Regarding the route of the barrier, Makovsky drew attention to the role of the Israel Defense Forces (IDF) and the White House. Though playing no role in the policy debate, the IDF plays a major role in deciding whether to implement the barrier policy. For instance, the Israeli government voted to have the barrier run in the Jordan Valley, along the eastern side of the Palestinian territories. The IDF, however, refused to construct this portion, arguing that it would be neither practical nor humane to encircle the Palestinian population. Makovsky also stressed the role of the White House, noting that there have been numerous policy discussions between Israeli and U.S. officials. It was in these discussions, Makovsky argued, that the United States pressed Israel to alter portions of the barrier’s route to ease hardship on the Palestinians. Makovsky also noted that Israel’s Supreme Court plays an important role as a “check” on the barrier policy, ensuring that it is implemented in a proper manner that accounts for Palestinian claims.

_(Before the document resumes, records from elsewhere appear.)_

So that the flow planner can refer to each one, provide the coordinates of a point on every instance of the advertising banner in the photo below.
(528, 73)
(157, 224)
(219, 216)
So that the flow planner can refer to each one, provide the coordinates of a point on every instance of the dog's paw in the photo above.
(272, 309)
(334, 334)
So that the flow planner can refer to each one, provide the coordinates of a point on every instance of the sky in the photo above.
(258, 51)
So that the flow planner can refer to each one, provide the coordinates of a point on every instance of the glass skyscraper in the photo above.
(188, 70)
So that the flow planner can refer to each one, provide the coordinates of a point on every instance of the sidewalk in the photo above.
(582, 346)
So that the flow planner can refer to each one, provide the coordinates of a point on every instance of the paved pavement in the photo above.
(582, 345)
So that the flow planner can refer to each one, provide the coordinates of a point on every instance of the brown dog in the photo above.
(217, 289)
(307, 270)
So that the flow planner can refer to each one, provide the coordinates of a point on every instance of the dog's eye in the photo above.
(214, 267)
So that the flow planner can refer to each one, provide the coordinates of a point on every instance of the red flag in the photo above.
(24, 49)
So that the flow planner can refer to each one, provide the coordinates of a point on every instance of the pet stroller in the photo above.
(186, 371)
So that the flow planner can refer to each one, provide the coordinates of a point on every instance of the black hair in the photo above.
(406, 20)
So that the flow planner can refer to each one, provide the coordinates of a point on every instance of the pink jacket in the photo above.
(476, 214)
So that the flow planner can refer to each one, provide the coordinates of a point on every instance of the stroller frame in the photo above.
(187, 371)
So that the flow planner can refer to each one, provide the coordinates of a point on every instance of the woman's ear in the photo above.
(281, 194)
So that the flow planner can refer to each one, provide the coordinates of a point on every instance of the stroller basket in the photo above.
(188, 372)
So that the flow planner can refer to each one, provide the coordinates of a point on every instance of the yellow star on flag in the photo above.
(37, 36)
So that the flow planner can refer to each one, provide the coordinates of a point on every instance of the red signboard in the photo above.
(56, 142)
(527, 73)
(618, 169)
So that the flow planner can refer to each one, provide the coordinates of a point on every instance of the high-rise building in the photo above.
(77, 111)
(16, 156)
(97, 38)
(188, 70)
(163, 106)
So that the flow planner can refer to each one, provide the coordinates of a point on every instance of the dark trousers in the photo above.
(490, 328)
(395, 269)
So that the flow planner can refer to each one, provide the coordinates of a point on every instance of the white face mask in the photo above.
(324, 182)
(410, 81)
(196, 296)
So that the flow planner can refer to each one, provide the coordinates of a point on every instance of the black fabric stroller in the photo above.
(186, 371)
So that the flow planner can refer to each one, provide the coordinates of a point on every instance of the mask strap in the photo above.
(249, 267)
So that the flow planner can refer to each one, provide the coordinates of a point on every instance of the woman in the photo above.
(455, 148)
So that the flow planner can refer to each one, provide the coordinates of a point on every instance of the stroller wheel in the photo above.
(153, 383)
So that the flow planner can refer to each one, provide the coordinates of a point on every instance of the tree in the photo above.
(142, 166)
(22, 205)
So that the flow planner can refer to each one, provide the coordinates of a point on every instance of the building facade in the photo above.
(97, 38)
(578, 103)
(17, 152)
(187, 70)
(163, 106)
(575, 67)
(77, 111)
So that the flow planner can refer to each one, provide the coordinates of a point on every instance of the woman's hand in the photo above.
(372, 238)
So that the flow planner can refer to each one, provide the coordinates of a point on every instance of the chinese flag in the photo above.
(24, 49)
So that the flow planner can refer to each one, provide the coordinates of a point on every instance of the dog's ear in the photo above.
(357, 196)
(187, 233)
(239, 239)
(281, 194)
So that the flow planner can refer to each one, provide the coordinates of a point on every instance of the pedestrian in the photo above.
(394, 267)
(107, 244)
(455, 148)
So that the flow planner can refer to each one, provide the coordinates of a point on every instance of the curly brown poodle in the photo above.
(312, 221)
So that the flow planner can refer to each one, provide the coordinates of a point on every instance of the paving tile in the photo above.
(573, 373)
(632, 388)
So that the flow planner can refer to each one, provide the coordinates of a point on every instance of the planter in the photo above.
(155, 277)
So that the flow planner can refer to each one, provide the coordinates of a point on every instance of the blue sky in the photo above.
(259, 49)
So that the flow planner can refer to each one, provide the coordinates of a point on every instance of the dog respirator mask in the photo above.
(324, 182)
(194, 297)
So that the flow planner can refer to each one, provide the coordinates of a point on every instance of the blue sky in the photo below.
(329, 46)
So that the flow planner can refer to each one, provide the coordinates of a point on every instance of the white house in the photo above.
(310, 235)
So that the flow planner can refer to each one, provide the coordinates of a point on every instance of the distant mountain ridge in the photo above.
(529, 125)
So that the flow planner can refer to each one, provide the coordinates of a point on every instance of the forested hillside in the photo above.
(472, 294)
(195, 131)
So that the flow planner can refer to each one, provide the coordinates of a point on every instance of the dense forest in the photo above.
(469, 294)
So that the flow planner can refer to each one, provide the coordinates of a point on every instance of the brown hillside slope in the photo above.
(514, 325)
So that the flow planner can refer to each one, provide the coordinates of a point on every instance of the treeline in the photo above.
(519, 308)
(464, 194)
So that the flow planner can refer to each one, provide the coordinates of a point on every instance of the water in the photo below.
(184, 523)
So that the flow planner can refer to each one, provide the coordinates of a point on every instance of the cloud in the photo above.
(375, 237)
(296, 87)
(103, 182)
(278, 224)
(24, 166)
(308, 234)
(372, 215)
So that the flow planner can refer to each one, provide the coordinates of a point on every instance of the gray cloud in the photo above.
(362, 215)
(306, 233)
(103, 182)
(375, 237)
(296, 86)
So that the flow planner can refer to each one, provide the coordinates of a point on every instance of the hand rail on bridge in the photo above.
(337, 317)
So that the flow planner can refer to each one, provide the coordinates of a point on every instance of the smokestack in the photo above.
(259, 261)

Kershner argued that while the barrier has been successful in addressing Israel’s immediate security needs, it will not solve Israel’s long-term security needs. As long as Israel unilaterally decides the route of the fence there will be increased tension levels in Palestinian territories. Kershner warned that Kassam rockets, which are being fired over the fence from Gaza, may soon be fired at Israel from the West Bank. In essence, the more Israel implements policies that frustrate Palestinians, the greater the chances of radicalization among Palestinians.

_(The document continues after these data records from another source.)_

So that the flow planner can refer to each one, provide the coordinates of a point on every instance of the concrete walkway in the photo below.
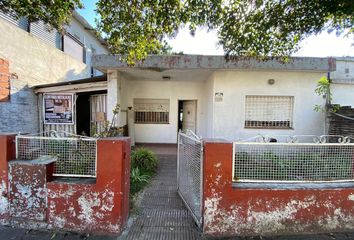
(162, 214)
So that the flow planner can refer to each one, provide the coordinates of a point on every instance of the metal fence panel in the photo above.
(293, 162)
(76, 156)
(190, 155)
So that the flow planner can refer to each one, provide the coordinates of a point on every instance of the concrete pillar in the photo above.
(7, 153)
(113, 94)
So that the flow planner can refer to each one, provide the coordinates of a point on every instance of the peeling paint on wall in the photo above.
(232, 211)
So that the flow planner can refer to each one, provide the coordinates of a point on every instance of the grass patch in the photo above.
(143, 167)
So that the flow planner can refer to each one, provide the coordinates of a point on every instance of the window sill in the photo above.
(280, 185)
(152, 123)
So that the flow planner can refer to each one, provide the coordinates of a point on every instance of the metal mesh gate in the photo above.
(189, 173)
(76, 155)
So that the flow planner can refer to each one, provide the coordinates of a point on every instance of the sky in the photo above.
(205, 43)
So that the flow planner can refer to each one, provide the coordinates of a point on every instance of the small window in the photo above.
(74, 47)
(152, 111)
(269, 112)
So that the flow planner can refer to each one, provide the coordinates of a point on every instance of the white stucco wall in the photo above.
(226, 119)
(209, 106)
(174, 91)
(342, 86)
(229, 115)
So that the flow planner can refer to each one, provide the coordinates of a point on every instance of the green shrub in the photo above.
(138, 180)
(145, 160)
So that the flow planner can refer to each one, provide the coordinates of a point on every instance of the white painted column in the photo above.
(113, 94)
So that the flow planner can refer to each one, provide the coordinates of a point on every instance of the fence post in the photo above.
(7, 153)
(113, 172)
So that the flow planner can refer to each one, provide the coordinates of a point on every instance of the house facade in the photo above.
(342, 82)
(32, 54)
(215, 98)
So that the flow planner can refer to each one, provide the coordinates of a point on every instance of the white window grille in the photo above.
(269, 112)
(152, 111)
(324, 160)
(76, 156)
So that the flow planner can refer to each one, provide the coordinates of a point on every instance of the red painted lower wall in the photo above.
(231, 211)
(99, 206)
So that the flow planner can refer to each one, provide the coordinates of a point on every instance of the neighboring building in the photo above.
(31, 54)
(233, 99)
(343, 82)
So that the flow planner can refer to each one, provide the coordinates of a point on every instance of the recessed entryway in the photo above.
(187, 115)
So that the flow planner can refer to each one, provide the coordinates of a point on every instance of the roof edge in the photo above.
(104, 62)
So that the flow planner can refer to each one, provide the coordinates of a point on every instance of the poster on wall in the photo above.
(58, 108)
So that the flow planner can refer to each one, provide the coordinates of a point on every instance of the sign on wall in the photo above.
(219, 97)
(58, 108)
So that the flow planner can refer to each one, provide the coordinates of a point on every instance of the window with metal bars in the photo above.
(269, 112)
(151, 111)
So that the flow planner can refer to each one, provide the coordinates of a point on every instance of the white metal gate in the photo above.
(76, 155)
(190, 173)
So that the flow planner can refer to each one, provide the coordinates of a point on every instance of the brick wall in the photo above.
(31, 62)
(4, 81)
(18, 103)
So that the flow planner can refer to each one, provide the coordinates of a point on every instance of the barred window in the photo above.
(152, 111)
(269, 112)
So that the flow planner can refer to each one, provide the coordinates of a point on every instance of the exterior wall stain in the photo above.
(34, 200)
(230, 211)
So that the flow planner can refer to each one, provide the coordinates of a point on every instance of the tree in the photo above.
(245, 27)
(56, 13)
(136, 28)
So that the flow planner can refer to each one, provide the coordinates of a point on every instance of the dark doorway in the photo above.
(83, 112)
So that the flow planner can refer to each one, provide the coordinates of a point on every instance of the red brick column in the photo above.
(7, 153)
(241, 209)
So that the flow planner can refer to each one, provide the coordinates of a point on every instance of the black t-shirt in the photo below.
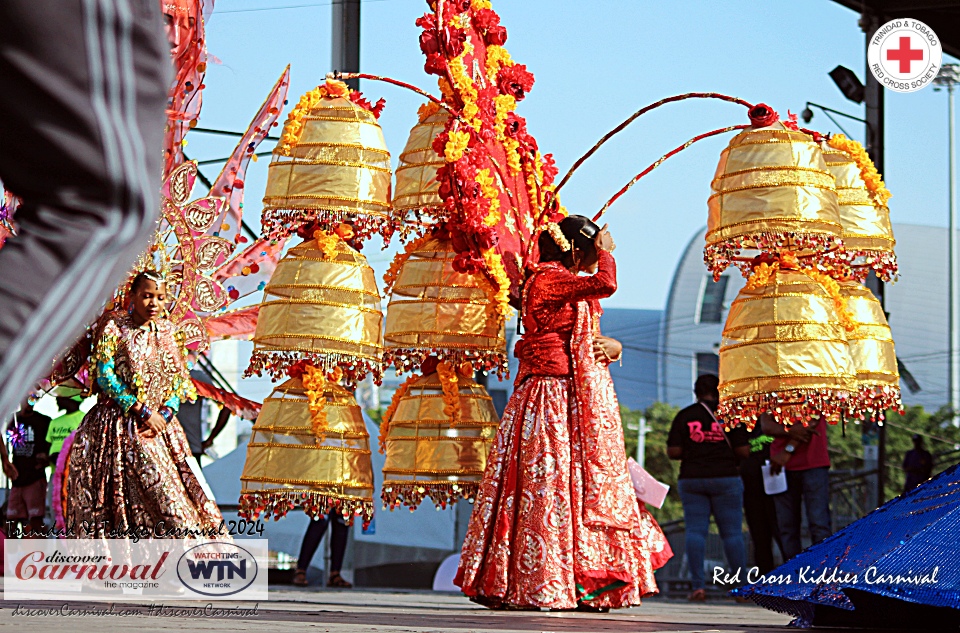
(705, 451)
(28, 437)
(191, 419)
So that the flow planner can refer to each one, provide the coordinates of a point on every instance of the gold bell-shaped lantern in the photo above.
(873, 354)
(415, 198)
(864, 215)
(785, 351)
(331, 165)
(321, 305)
(309, 448)
(437, 435)
(436, 311)
(772, 192)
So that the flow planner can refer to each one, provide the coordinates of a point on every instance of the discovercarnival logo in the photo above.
(217, 569)
(116, 569)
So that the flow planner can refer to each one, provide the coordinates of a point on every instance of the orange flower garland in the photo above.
(456, 145)
(497, 58)
(839, 301)
(868, 171)
(314, 382)
(450, 384)
(763, 273)
(427, 110)
(326, 243)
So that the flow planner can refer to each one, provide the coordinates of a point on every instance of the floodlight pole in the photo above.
(346, 38)
(873, 100)
(948, 78)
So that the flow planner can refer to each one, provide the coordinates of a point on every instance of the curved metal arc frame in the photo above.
(660, 160)
(633, 117)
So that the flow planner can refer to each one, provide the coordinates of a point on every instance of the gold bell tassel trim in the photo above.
(764, 272)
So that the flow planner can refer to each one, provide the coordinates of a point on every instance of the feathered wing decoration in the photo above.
(186, 32)
(202, 237)
(199, 247)
(495, 184)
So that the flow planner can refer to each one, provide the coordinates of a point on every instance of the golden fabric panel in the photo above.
(321, 306)
(772, 181)
(871, 345)
(339, 163)
(434, 307)
(417, 171)
(423, 446)
(866, 226)
(284, 455)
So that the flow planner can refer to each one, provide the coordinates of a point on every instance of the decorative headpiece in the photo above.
(558, 237)
(155, 263)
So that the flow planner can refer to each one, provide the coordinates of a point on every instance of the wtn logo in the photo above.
(224, 568)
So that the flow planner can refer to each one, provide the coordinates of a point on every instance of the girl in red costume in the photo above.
(556, 523)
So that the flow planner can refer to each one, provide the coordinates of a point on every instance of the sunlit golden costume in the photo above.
(117, 480)
(556, 521)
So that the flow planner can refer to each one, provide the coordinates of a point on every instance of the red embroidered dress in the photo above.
(556, 521)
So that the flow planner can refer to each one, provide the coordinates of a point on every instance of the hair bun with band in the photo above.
(558, 237)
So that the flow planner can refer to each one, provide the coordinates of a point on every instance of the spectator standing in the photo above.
(759, 508)
(709, 481)
(190, 417)
(918, 464)
(27, 503)
(66, 424)
(802, 453)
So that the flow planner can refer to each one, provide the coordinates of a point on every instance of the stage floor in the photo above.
(356, 610)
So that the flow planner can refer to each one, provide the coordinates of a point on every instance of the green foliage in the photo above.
(376, 415)
(659, 416)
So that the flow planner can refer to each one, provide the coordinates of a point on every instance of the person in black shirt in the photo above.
(27, 431)
(709, 481)
(759, 508)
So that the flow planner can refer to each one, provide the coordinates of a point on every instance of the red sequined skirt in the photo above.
(528, 543)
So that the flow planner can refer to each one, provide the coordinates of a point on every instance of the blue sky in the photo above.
(595, 63)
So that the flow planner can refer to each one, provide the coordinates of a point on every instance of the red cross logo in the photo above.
(905, 55)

Kershner continued with a brief examination of the psychological impact that the barrier has on Israelis and Palestinians. Regarding Israelis, Kershner stated that the barrier not only provides Israelis with a greater sense of security, but makes the notion of disengagement more tangible. At the same time, however, Palestinians face increased frustrations; freedom of movement is greatly restricted and as such Palestinians are separated from their jobs and schools. Kershner argued that Palestinians value freedom more than statehood, evidenced by the fact that many would not be happy with a Palestinian state whose borders are defined by Israel’s barrier.
During the question and answer session, Kershner claimed that Israel may be using the barrier to phase out Palestinian labor in Israel. She acknowledged that Israel has constructed terminals along the route of the barrier designed to handle the entry of Palestinian laborers into Israel, but she noted that the passes required for each laborer to enter Israel have yet to be handed out. Makovsky took issue with this, claiming that Israel had brought in foreigner workers to replace Palestinian labor as early as 1993, far before a barrier was even envisioned.
Both Kershner and Makovsky stated that the barrier alone cannot solve the conflict. Makovsky argued that it is only a starting point; Israel and the Palestinian Authority must begin negotiations over permanent status issues.